Bayesian regression for low-noise data using POPS algorithm

Project description

POPSRegression

Regression scheme from the paper

Parameter uncertainties for imperfect surrogate models in the low-noise regime

TD Swinburne and D Perez, arXiv 2024

@misc{swinburne2024,
      title={Parameter uncertainties for imperfect surrogate models in the low-noise regime}, 
      author={Thomas D Swinburne and Danny Perez},
      year={2024},
      eprint={2402.01810},
      archivePrefix={arXiv},
      primaryClass={stat.ML},
      url={https://arxiv.org/abs/2402.01810v3}, 
}

Bayesian regression for low-noise data (vanishing aleatoric uncertainty).
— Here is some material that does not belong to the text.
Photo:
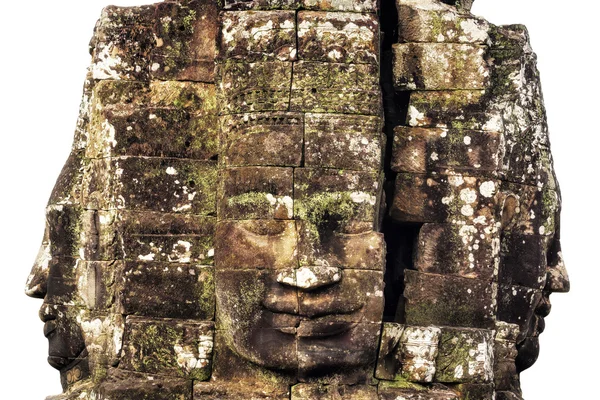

Fits the weights of a regression model using BayesianRidge, then estimates weight uncertainties (sigma_ in BayesianRidge) accounting for model misspecification using the POPS (Pointwise Optimal Parameter Sets) algorithm [1]. The alpha_ attribute which estimates aleatoric uncertainty is not used for predictions as correctly it should be assumed negligable.

Bayesian regression is often used in computational science to fit the weights of a surrogate model which approximates some complex calcualtion. In many important cases the target calcualtion is near-deterministic, or low-noise, meaning the true data has vanishing aleatoric uncertainty. However, there can be large misspecification uncertainty, i.e. the model weights are instrinsically uncertain as the model is unable to exactly match training data.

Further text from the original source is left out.